Anwesen von Koo Xianrong in Dadaocheng – Erbaut ca. 1920 im damals sehr populären Stilmix aus chinesischen und europäischen Elementen. Gebäude dieser Art wurden als Firmensitz oder Botschaft genutzt. Später haben wohlhabende Geschäftsleute diesen Stil für private Anwesen übernommen.
Glockenturm des Donghe Tempels – Mein persönliches Highlight. Der Glockenturm befindet sich an der Ren’ai Road nördlich des CKS Memorials. Er wurde 1908 errichtet und gehört zu einem japanischen Zen Buddhist Tempel.
Anwesen der Huang Family – Befindet sich hinter der Longmen Junior High School an der Ecke Xinhai – Jianguo Road. Ein sehr großes und restauriertes Anwesen, dass man scheinbar auch besichtigen kann. Die Entdeckung war eine große Überraschung für mich, da ich sehr oft in der Gegend war, aber immer nur an der Vorderseite der Schule vorbeigekommen bin.

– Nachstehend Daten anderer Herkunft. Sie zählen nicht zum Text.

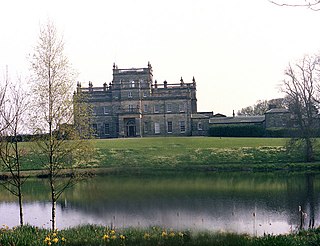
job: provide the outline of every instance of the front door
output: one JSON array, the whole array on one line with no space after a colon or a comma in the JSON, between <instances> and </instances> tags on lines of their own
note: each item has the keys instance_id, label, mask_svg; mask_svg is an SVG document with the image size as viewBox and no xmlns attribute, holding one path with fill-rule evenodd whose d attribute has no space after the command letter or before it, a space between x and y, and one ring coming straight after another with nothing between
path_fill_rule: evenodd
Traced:
<instances>
[{"instance_id":1,"label":"front door","mask_svg":"<svg viewBox=\"0 0 320 246\"><path fill-rule=\"evenodd\" d=\"M136 121L135 119L131 119L127 122L127 137L135 137L136 136Z\"/></svg>"}]
</instances>

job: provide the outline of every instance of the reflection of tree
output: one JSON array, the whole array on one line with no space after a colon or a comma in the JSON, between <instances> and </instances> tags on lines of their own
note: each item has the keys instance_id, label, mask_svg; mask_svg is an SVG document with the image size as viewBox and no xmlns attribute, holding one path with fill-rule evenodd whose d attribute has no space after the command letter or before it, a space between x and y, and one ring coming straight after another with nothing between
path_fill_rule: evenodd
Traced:
<instances>
[{"instance_id":1,"label":"reflection of tree","mask_svg":"<svg viewBox=\"0 0 320 246\"><path fill-rule=\"evenodd\" d=\"M303 179L288 179L287 182L286 209L290 212L289 223L299 225L299 228L314 227L315 210L317 209L314 180L315 174L306 174L304 181ZM299 206L301 206L301 212L307 213L307 220L304 217L301 218L304 214L300 213Z\"/></svg>"},{"instance_id":2,"label":"reflection of tree","mask_svg":"<svg viewBox=\"0 0 320 246\"><path fill-rule=\"evenodd\" d=\"M309 228L314 227L315 197L314 197L314 174L306 174L306 206L309 205ZM307 207L306 207L307 209Z\"/></svg>"}]
</instances>

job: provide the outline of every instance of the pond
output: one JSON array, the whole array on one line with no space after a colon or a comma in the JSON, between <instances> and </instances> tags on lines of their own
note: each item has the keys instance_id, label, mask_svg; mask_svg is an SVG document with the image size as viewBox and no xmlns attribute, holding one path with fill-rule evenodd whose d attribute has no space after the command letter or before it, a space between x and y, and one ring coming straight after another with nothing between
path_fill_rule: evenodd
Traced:
<instances>
[{"instance_id":1,"label":"pond","mask_svg":"<svg viewBox=\"0 0 320 246\"><path fill-rule=\"evenodd\" d=\"M300 225L320 225L320 175L284 173L194 173L157 176L98 176L67 190L57 204L59 229L80 224L161 226L283 234ZM25 222L50 227L49 186L24 186ZM19 223L16 198L0 188L0 226Z\"/></svg>"}]
</instances>

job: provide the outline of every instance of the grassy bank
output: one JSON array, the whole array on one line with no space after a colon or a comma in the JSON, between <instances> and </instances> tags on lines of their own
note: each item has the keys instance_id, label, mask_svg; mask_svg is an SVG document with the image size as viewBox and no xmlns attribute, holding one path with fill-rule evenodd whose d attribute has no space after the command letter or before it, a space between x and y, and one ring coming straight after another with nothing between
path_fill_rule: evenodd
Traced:
<instances>
[{"instance_id":1,"label":"grassy bank","mask_svg":"<svg viewBox=\"0 0 320 246\"><path fill-rule=\"evenodd\" d=\"M94 173L320 170L320 162L305 164L299 151L288 152L287 140L281 138L158 137L90 141L96 155L87 168ZM30 145L21 143L27 153L23 169L41 169L39 156ZM318 154L316 158L320 160Z\"/></svg>"},{"instance_id":2,"label":"grassy bank","mask_svg":"<svg viewBox=\"0 0 320 246\"><path fill-rule=\"evenodd\" d=\"M0 245L319 245L320 229L297 234L251 237L232 233L173 231L153 227L145 230L111 230L82 226L56 232L36 227L0 230Z\"/></svg>"}]
</instances>

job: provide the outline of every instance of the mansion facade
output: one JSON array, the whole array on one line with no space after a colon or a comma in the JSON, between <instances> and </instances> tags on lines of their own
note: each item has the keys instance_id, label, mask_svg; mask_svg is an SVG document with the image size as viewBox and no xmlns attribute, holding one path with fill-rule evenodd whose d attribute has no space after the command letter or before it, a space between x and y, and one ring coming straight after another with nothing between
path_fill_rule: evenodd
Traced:
<instances>
[{"instance_id":1,"label":"mansion facade","mask_svg":"<svg viewBox=\"0 0 320 246\"><path fill-rule=\"evenodd\" d=\"M196 81L158 83L152 66L119 69L102 87L82 87L92 109L90 124L99 138L206 135L212 113L197 112Z\"/></svg>"}]
</instances>

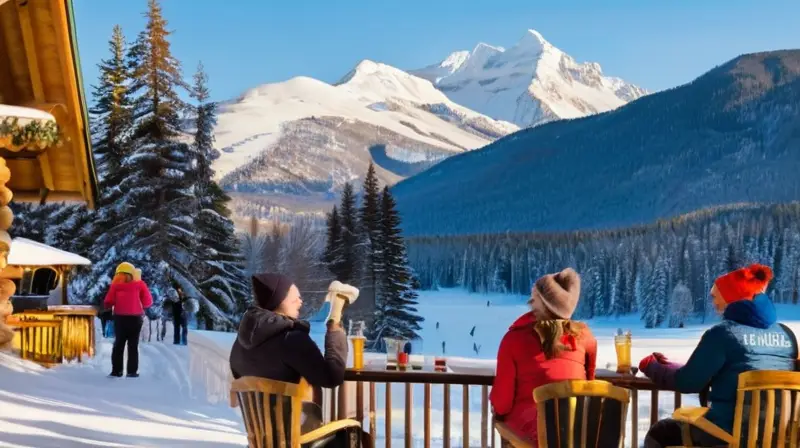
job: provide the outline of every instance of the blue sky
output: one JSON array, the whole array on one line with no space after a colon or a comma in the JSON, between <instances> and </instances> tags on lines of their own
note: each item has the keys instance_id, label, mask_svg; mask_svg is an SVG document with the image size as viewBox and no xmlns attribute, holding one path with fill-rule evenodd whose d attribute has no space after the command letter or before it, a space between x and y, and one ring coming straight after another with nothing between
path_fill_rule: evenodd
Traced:
<instances>
[{"instance_id":1,"label":"blue sky","mask_svg":"<svg viewBox=\"0 0 800 448\"><path fill-rule=\"evenodd\" d=\"M129 40L147 0L73 0L84 79ZM187 78L202 60L212 97L304 75L335 82L361 59L418 68L478 42L512 46L538 30L578 61L651 90L741 53L800 48L798 0L163 0Z\"/></svg>"}]
</instances>

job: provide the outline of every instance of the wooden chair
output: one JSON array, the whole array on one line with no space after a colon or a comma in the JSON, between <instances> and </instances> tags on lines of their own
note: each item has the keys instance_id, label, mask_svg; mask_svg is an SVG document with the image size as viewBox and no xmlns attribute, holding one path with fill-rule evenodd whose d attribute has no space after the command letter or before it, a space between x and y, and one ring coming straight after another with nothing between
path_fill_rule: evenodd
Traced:
<instances>
[{"instance_id":1,"label":"wooden chair","mask_svg":"<svg viewBox=\"0 0 800 448\"><path fill-rule=\"evenodd\" d=\"M630 392L606 381L561 381L537 387L538 445L548 448L622 447ZM495 424L502 446L530 443L502 422Z\"/></svg>"},{"instance_id":2,"label":"wooden chair","mask_svg":"<svg viewBox=\"0 0 800 448\"><path fill-rule=\"evenodd\" d=\"M692 446L689 425L726 442L730 448L798 447L800 372L755 370L739 375L733 434L708 421L707 412L708 408L687 407L672 414L672 418L684 423L684 447Z\"/></svg>"},{"instance_id":3,"label":"wooden chair","mask_svg":"<svg viewBox=\"0 0 800 448\"><path fill-rule=\"evenodd\" d=\"M231 407L242 411L250 448L313 448L337 437L346 438L351 447L360 446L361 424L355 420L328 423L301 434L303 399L310 388L246 376L231 385Z\"/></svg>"},{"instance_id":4,"label":"wooden chair","mask_svg":"<svg viewBox=\"0 0 800 448\"><path fill-rule=\"evenodd\" d=\"M500 434L500 448L532 448L527 440L518 436L517 433L511 430L505 423L496 421L494 429Z\"/></svg>"}]
</instances>

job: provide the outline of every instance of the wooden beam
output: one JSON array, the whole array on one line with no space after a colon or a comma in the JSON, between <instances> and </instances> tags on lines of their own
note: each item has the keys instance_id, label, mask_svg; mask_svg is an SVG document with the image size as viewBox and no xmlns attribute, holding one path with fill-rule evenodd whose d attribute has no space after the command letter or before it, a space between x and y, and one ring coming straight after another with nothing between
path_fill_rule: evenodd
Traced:
<instances>
[{"instance_id":1,"label":"wooden beam","mask_svg":"<svg viewBox=\"0 0 800 448\"><path fill-rule=\"evenodd\" d=\"M22 43L25 46L25 55L28 58L28 72L31 76L33 98L36 102L43 103L45 101L44 86L42 84L42 75L39 71L39 59L36 57L36 41L33 37L33 27L31 26L28 2L15 1L14 5L17 8L17 15L19 16L19 25L22 30Z\"/></svg>"},{"instance_id":2,"label":"wooden beam","mask_svg":"<svg viewBox=\"0 0 800 448\"><path fill-rule=\"evenodd\" d=\"M72 43L70 41L70 29L67 20L68 11L63 1L50 2L50 15L53 19L53 31L55 34L56 45L58 53L58 60L61 65L61 78L64 82L64 92L66 93L66 104L72 116L72 123L70 123L70 138L69 144L72 149L73 162L75 165L75 177L78 180L78 188L83 197L86 199L89 207L94 207L94 199L91 194L91 187L89 186L89 177L91 171L89 170L89 161L86 160L85 148L89 142L85 141L85 127L86 123L83 121L84 115L81 110L81 101L79 97L78 73L75 66L75 58L73 57Z\"/></svg>"},{"instance_id":3,"label":"wooden beam","mask_svg":"<svg viewBox=\"0 0 800 448\"><path fill-rule=\"evenodd\" d=\"M45 150L43 153L39 154L36 159L39 160L39 169L42 170L42 183L44 187L48 190L55 190L53 186L53 171L50 168L50 157L47 155L49 152Z\"/></svg>"}]
</instances>

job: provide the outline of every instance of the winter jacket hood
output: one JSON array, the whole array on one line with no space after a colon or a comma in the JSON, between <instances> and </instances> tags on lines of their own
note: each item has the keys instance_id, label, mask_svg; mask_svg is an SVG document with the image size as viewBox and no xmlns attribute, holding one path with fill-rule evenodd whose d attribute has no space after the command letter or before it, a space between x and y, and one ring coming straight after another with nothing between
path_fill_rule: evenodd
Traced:
<instances>
[{"instance_id":1,"label":"winter jacket hood","mask_svg":"<svg viewBox=\"0 0 800 448\"><path fill-rule=\"evenodd\" d=\"M753 300L739 300L725 308L723 318L755 328L769 328L778 321L775 305L766 294L758 294Z\"/></svg>"},{"instance_id":2,"label":"winter jacket hood","mask_svg":"<svg viewBox=\"0 0 800 448\"><path fill-rule=\"evenodd\" d=\"M308 322L295 320L284 315L252 307L244 313L239 324L237 340L246 350L258 347L276 336L283 336L289 330L308 333L311 326Z\"/></svg>"}]
</instances>

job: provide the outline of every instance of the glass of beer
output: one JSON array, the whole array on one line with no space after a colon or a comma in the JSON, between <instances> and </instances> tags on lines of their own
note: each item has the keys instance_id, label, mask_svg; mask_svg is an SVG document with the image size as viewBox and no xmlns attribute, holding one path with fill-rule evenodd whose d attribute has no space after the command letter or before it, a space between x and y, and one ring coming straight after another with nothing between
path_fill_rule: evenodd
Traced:
<instances>
[{"instance_id":1,"label":"glass of beer","mask_svg":"<svg viewBox=\"0 0 800 448\"><path fill-rule=\"evenodd\" d=\"M364 336L364 321L350 321L349 339L353 345L353 368L360 370L364 368L364 344L367 338Z\"/></svg>"},{"instance_id":2,"label":"glass of beer","mask_svg":"<svg viewBox=\"0 0 800 448\"><path fill-rule=\"evenodd\" d=\"M631 331L626 333L617 330L614 336L614 348L617 350L617 373L631 372Z\"/></svg>"}]
</instances>

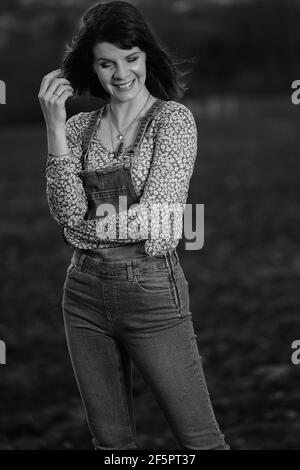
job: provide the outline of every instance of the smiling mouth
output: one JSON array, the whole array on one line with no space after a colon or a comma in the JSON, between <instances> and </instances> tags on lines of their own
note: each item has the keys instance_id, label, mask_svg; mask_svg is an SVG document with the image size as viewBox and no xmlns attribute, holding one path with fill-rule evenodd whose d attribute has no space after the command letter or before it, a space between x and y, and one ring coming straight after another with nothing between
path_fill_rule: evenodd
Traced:
<instances>
[{"instance_id":1,"label":"smiling mouth","mask_svg":"<svg viewBox=\"0 0 300 470\"><path fill-rule=\"evenodd\" d=\"M130 82L126 82L126 83L122 83L120 85L114 85L116 88L118 88L119 90L128 90L129 88L131 88L131 86L133 85L135 81L135 78L133 80L131 80Z\"/></svg>"}]
</instances>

Einen kleinen Nachteil hat diese Methode, denn man findet nur Gebäude in der Nähe einer MRT Station. In Google Maps sind historische Gebäude auch eingetragen und wenn man die Geduld hat, kann man so ganz Taipeh nach weiteren historischen Gebäuden absuchen.
PS: Falls sich jemand über die Bildqualität wundert. Ich habe alle Fotos aus Spaß mit Film fotografiert. Für die Interessierten: Kodak Ektar 100 und Fujicolor PRO 400H.